💠 6.BÖLÜM

778 10 1
                                    

MEDİA : Kristy'nin Elbisesi

-Kristy
Şaşkındım, bir o kadar da heyecanlı. Geçen gün kütüphanede o kağıdı bulduktan sonra dehşete düşmüş ve hızla oradan ayrılmıştım. Okulun çıkışına doğru koşarken Andrea ile karşılaşmıştım ve onun daha konuşmasına fırsat vermeden kolundan tutup eve kadar sürüklemiştim. Tabi yolda sürekli paronayaklaşıp arkama bakmayı da ihmal etmemiştim...

Eve gelince babamı bulamamıştım ve bu benim daha da korkmama olanak sağlamıştı. Andrea ise hiç susmadan ne olduğunu sorup duruyordu. Ona her şeyi anlattıktan sonra kendimizi eve kilitlemiştik. Kapılar, camlar ve balkonların hepsinin kapalı olduğundan emin olduğumuzdaysa odama çıkıp uyuyakalmıştık. Ertesi sabah Andrea okula gitmeme izin vermemişti, onun yerine evde ders çalışmamı istemişti.
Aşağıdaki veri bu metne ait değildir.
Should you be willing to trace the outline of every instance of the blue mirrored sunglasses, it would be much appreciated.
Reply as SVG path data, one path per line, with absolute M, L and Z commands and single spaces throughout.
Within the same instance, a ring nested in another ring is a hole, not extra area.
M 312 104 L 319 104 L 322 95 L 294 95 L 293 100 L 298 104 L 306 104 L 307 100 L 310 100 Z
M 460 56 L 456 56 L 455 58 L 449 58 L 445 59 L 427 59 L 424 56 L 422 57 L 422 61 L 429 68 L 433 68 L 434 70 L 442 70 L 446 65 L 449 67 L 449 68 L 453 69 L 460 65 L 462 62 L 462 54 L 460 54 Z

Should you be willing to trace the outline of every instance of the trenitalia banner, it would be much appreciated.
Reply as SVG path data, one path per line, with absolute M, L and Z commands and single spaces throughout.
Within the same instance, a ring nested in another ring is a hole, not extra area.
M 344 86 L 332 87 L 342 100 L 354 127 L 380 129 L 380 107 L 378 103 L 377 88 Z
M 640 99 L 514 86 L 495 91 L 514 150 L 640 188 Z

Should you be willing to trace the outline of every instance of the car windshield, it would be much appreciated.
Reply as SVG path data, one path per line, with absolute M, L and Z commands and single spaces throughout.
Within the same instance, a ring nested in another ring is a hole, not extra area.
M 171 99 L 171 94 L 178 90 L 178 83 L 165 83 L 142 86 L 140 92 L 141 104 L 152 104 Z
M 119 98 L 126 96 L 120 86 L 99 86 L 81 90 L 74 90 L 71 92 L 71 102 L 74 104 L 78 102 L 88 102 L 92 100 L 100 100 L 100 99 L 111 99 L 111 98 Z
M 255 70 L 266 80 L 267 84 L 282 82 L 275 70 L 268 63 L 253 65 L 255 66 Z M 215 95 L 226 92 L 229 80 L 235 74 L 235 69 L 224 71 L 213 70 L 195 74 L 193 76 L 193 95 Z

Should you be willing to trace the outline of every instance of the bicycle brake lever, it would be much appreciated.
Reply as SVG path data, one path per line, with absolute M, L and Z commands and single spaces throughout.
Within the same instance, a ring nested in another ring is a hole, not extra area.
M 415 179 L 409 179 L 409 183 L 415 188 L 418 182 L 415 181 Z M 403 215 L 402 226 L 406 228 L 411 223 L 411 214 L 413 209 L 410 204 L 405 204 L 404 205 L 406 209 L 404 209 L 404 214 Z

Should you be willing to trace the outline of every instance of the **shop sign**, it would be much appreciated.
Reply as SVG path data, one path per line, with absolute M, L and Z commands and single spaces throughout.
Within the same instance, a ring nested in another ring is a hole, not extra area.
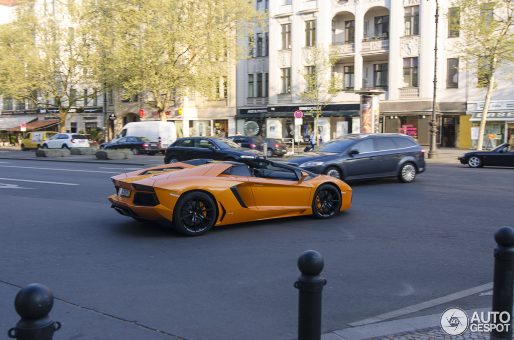
M 482 113 L 473 112 L 469 120 L 482 120 Z M 514 120 L 514 112 L 488 112 L 487 119 L 488 120 Z

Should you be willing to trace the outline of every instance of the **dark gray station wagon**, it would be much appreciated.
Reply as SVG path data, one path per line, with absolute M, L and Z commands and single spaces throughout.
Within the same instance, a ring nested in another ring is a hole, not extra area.
M 409 183 L 425 171 L 425 150 L 400 134 L 351 134 L 284 163 L 343 180 L 397 177 Z

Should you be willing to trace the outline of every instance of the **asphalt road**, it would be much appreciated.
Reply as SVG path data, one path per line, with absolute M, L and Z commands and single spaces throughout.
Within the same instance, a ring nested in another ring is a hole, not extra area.
M 19 319 L 16 293 L 38 282 L 56 298 L 56 340 L 295 339 L 297 261 L 310 249 L 325 261 L 322 330 L 341 329 L 491 282 L 494 233 L 514 227 L 512 168 L 432 163 L 412 183 L 351 183 L 353 207 L 330 220 L 186 237 L 110 209 L 109 177 L 140 167 L 0 161 L 4 335 Z M 449 304 L 490 301 L 476 294 Z

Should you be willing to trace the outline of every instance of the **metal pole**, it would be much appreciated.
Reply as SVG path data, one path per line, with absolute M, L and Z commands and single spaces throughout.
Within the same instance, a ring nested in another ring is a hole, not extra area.
M 21 318 L 7 335 L 18 340 L 51 340 L 53 332 L 61 328 L 61 323 L 48 315 L 53 306 L 53 294 L 46 286 L 32 284 L 24 288 L 14 299 Z
M 432 102 L 432 120 L 428 123 L 430 125 L 430 150 L 428 152 L 429 158 L 437 158 L 437 131 L 439 123 L 436 115 L 436 99 L 437 92 L 437 24 L 439 22 L 439 3 L 435 0 L 435 44 L 434 46 L 434 93 Z
M 295 282 L 299 290 L 298 340 L 321 339 L 321 292 L 326 280 L 320 276 L 324 262 L 314 250 L 304 252 L 298 258 L 302 275 Z
M 502 321 L 505 320 L 507 315 L 509 320 L 508 327 L 492 330 L 490 338 L 490 340 L 511 340 L 512 299 L 514 298 L 514 229 L 508 226 L 498 229 L 494 233 L 494 240 L 498 245 L 494 249 L 492 311 L 498 312 L 498 314 L 496 314 L 496 322 L 491 323 L 495 323 L 497 325 L 503 324 Z M 499 332 L 499 329 L 502 331 Z

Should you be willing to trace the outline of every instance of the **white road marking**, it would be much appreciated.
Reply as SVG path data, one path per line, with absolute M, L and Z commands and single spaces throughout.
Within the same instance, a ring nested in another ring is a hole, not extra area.
M 36 166 L 15 166 L 14 165 L 0 165 L 3 167 L 19 167 L 22 169 L 38 169 L 38 170 L 59 170 L 60 171 L 76 171 L 82 173 L 99 173 L 101 174 L 123 174 L 114 171 L 95 171 L 94 170 L 74 170 L 72 169 L 57 169 L 51 167 L 38 167 Z
M 413 305 L 412 306 L 410 306 L 408 307 L 405 307 L 405 308 L 400 308 L 400 309 L 397 309 L 396 310 L 384 313 L 384 314 L 381 314 L 380 315 L 377 315 L 376 316 L 373 316 L 373 317 L 364 319 L 363 320 L 360 320 L 360 321 L 356 321 L 354 323 L 348 324 L 348 325 L 353 327 L 355 327 L 358 326 L 362 326 L 363 325 L 369 325 L 370 324 L 374 324 L 375 323 L 380 322 L 384 321 L 384 320 L 387 320 L 388 319 L 396 317 L 397 316 L 401 316 L 402 315 L 405 315 L 411 313 L 414 313 L 415 312 L 420 311 L 422 309 L 425 309 L 426 308 L 429 308 L 435 306 L 438 306 L 443 304 L 450 302 L 450 301 L 457 300 L 463 297 L 465 297 L 466 296 L 472 295 L 473 294 L 476 294 L 477 293 L 489 290 L 492 288 L 492 282 L 490 282 L 488 284 L 470 288 L 469 289 L 466 289 L 461 292 L 457 292 L 456 293 L 454 293 L 453 294 L 450 294 L 450 295 L 446 295 L 446 296 L 442 296 L 441 297 L 438 297 L 436 299 L 434 299 L 433 300 L 429 300 L 428 301 L 422 302 L 420 304 Z
M 5 183 L 0 183 L 0 189 L 2 188 L 16 188 L 16 189 L 35 189 L 35 187 L 23 187 L 23 186 L 18 186 L 16 184 L 8 184 Z
M 119 167 L 99 167 L 99 169 L 111 169 L 113 170 L 142 170 L 140 167 L 126 167 L 120 169 Z
M 64 183 L 61 182 L 47 182 L 46 181 L 34 181 L 30 179 L 17 179 L 16 178 L 2 178 L 0 177 L 0 179 L 4 180 L 4 181 L 19 181 L 20 182 L 33 182 L 34 183 L 46 183 L 50 184 L 62 184 L 63 185 L 78 185 L 78 183 Z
Bu fikir her ne kadar hoşuma gitmemiş olsada güvenliğim için en iyisi buydu...

Ve sonuç olarak tüm hafta okula gitmemiştim. Fakat Andrea okula gitmişti. Hatta gitmekle kalmayıp yarım bıraktığı işi tamamlamıştı. Kütüphaneye gidip kamera görüntülerini gizlice izlemiş ve birkaç fotoğraf çekmişti. Gerekli olan bazı belgeleri okulun şifresini kırarak halletmişti. Buna hiç şaşırmamıştım. Çünkü Andrea'nın babası bir hackerdi ve Bred Amca ona çok şey öğretmişti. Hatta artık Andrea, Bred Amca'ya meydan okuyacak duruma gelmişti. Sınavları da bu sayede geçiyordu ya zaten. Sürekli hocaların şifrelerini kırıyor, kendi notlarını yükseltiyordu...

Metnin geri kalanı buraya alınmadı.